I don't need to find another reason Google isn't the problem because their are many reasons Google is a problem but this case is being taken out of context. If they were employees disrupting the work place and protesting on company time then Google was within their rights to fire them. If the are contractors then from a quick assessment they clearly were not performing as paid and hired to do so. Google had a right to fire these people no matter what side of the fence you stand on. Does it suck? Sure. I don't care if you are a down with Google person if you can't understand this then you are just flat out unreasonable and the same as any other user on any other platform.
This is sort of a shit opinion, IMO. Why should a company have to change the rules to pay me when I am not working on their time?
Keeping people productive on companies time is not a "status quo" it's working on working time. If these employees had just protested after their shifts Google could have probably still and would have more than likely fired them either way but the point is that it wouldn't have been on their time giving them less grounds to do so.
Get the fuck out of here with the straw man. Google is and has been a problem in more ways than one but they were within their rights to fire people. This is just a dumb ass question to divert right into your already justified opinion because Google is "evil" and it needs to stay that way but if you can't see that a company has a right to fire when you are getting paid on their time then you are just as unreasonable.
It sucks for these people but you are just as much in the circlejerk on Lemmy as everyone else if your first statement is a question asking something like this because you can't discuss it and would rather find any other reasons to just say "But Google bad." No one is disagreeing with this that Google isn't a monopoly, powerhouse, and abuses its uses. The point and statement here is that Google had a right to fire them.
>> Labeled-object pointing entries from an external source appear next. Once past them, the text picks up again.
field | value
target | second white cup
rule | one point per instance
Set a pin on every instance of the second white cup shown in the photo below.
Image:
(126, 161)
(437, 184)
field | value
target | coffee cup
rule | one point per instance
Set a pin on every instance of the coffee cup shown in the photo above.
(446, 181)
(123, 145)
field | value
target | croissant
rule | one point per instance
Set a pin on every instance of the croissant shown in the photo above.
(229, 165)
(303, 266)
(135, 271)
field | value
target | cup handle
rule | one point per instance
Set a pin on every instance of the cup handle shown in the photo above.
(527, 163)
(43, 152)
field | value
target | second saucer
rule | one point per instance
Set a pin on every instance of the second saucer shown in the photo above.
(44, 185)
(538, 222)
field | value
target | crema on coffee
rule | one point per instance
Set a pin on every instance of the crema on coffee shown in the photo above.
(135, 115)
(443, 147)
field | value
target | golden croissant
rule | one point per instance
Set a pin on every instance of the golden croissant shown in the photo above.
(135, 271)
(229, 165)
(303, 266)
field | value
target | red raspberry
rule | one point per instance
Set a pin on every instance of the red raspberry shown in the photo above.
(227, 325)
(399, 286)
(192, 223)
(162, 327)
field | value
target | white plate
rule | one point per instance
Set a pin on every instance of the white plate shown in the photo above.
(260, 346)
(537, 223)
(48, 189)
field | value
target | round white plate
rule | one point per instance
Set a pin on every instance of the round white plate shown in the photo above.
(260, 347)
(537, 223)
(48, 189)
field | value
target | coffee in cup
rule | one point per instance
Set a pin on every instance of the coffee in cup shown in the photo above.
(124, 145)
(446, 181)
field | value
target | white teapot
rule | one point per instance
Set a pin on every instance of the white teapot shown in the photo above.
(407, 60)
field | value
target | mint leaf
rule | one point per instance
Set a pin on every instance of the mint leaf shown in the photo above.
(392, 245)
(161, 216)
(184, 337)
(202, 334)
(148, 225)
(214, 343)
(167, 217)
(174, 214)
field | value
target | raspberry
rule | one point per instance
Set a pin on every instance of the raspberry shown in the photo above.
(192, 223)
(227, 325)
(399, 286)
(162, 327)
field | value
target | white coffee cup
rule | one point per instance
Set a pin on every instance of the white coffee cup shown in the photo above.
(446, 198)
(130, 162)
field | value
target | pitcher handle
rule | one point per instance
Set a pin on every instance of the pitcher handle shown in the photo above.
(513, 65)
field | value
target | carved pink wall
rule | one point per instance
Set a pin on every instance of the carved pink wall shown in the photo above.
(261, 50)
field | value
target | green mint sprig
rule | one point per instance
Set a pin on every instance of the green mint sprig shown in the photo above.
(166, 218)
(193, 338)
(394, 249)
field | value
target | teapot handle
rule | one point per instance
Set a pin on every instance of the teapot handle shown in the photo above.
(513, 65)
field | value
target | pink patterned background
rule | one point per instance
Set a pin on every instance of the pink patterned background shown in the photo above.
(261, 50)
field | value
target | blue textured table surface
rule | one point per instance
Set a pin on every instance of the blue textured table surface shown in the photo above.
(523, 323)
"It wouldn't be very effective if they did it on their own time." - well it appears to me it wasn't very effective doing it on company time.
In fact I would argue that the majority of these stories have a higher impact when they are very much not doing it on company time because then Google fires against the law. There are laws that protect you while protesting or going into a union in certain states. Google has fired numerous times breaking California laws for firing while people are trying to unionize or protest off the company time which I would say is more effective because it garners far more attention.